Dutch Prime Minister, Mark Rutte has signed a "security deal" with Ukrainian President Volodymyr Zelenskyy. (Alexey Furman/Getty Images)


Dutch PM Rutte signs ‘€2 billion security deal’ with Ukraine


Dutch Prime Minister Mark Rutte signed a security guarantee deal with Ukraine President Voldymyr Zelenskyy in the Northeastern frontline city of Kharkiv.

Zelenskyy said on X the document includes €2 billion in military aid from the Netherlands this year, as well as further defence assistance over the next 10 years.

“I am grateful to Prime Minister Rutte for this agreement, which will strengthen the protection of Ukraine, including the city of Kharkiv, where we met today,” Zelenskyy said on March 1.

That came on the same day the Dutch Government said it would replace almost its entire navy fleet in the coming 15 years in a project worth several billion euros, which it insisted would primarily benefit Dutch industry.

A large part of the project would consist of the replacement of four air-defence frigates, the Government said, confirming an earlier report by RTL Nieuws.

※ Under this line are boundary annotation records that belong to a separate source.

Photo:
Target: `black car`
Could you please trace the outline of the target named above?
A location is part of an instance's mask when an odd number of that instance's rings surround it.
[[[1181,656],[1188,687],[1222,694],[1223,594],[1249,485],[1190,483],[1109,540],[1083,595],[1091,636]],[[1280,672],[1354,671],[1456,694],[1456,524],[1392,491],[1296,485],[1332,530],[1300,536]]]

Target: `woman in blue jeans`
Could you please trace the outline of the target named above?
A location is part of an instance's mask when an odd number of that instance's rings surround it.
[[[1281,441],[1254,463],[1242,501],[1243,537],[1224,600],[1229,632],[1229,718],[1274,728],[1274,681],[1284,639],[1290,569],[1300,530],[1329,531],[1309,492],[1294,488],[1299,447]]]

The Government said it would work closely with Dutch industry in building the ships, with large roles for shipbuilder Damen and the Dutch arm of French defence company Thales, which would likely supply radar and missile-guidance systems.

“This will strengthen the Dutch defence industry and will contribute to Europe’s strategic autonomy,” said State Secretary for Defence Christophe van der Maat.

The first new frigate is expected to be operational by 2036, with the fourth coming into service from 2041.

News of the deal came as the Netherlands said it would donate an additional €150 million to a Czech initiative to buy ammunition for Ukraine from countries around the world, according to Rutte on his March 1 visit to Ukraine.

The additional pledge takes the total sum the Netherlands will donate to the initiative to €250 million.

The Dutch Government said it hoped countries such as Denmark, Germany and Norway, which it said were also considering replacing their frigates in the coming years, would join the project.

After years of budget cuts, the Netherlands has ramped-up defence spending since Russia’s full-scale invasion of Ukraine two years ago.

The Eurozone’s fifth-largest economy expects military spending to rise to around 2 per cent of its gross domestic product, the minimum agreed within the NATO alliance, in 2025.